Les excuses du président libérien au nom de l’État pour la guerre civile : « bienvenues mais tardives »

Un geste solennel à Monrovia

Le samedi 5 juillet, lors d’une cérémonie de réconciliation à Monrovia, le président libérien Joseph Boakai a officiellement présenté les excuses de l’État aux victimes des deux guerres civiles qui ont ensanglanté le Liberia entre 1989 et 2003. Ces conflits ont fait près de 250 000 morts et laissé des centaines de milliers de personnes traumatisées.

« Je présente, au nom de l’État libérien, nos excuses les plus profondes pour les souffrances endurées par tant de nos concitoyens », a déclaré le chef de l’État devant un parterre d’autorités, de victimes et de représentants de la société civile.

Une étape symbolique attendue depuis longtemps

Pour Alain Werner, avocat et directeur de l’ONG Civitas Maxima, cette reconnaissance publique est « un pas important » dans un pays où l’impunité reste une blessure ouverte. L’ONG œuvre depuis des années à documenter les crimes internationaux commis au Liberia, dans l’espoir d’obtenir justice pour les victimes.

« Ces excuses sont bienvenues. Mais elles arrivent tard, très tard, dans un contexte où peu d’auteurs de crimes ont été poursuivis au Liberia même », déplore-t-il. En effet, malgré les recommandations de la Commission vérité et réconciliation, aucune cour nationale n’a encore jugé les responsables des exactions commises pendant ces années de guerre.

La justice, toujours en attente

Si plusieurs anciens seigneurs de guerre ont été poursuivis à l’étranger, notamment en Europe et aux États-Unis, le Liberia n’a toujours pas mis en place de tribunal spécial pour juger les crimes commis sur son sol. Une situation que dénoncent depuis des années les défenseurs des droits humains.

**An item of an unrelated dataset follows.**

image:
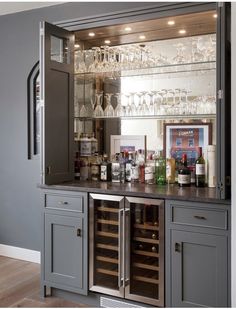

« Les victimes ont besoin de reconnaissance, mais aussi de justice concrète », rappelle Alain Werner, pour qui les excuses présidentielles, aussi importantes soient-elles, ne peuvent se substituer à des procès équitables.

Conclusion : entre pardon symbolique et exigence de justice

L’acte posé par le président Boakai marque un tournant symbolique dans l’histoire du Liberia. Mais la réconciliation ne saurait être complète sans justice. Pour les victimes et leurs familles, les mots doivent désormais être suivis d’actes : enquêtes, procès, réparations. Car demander pardon est une étape ; rendre justice est un devoir.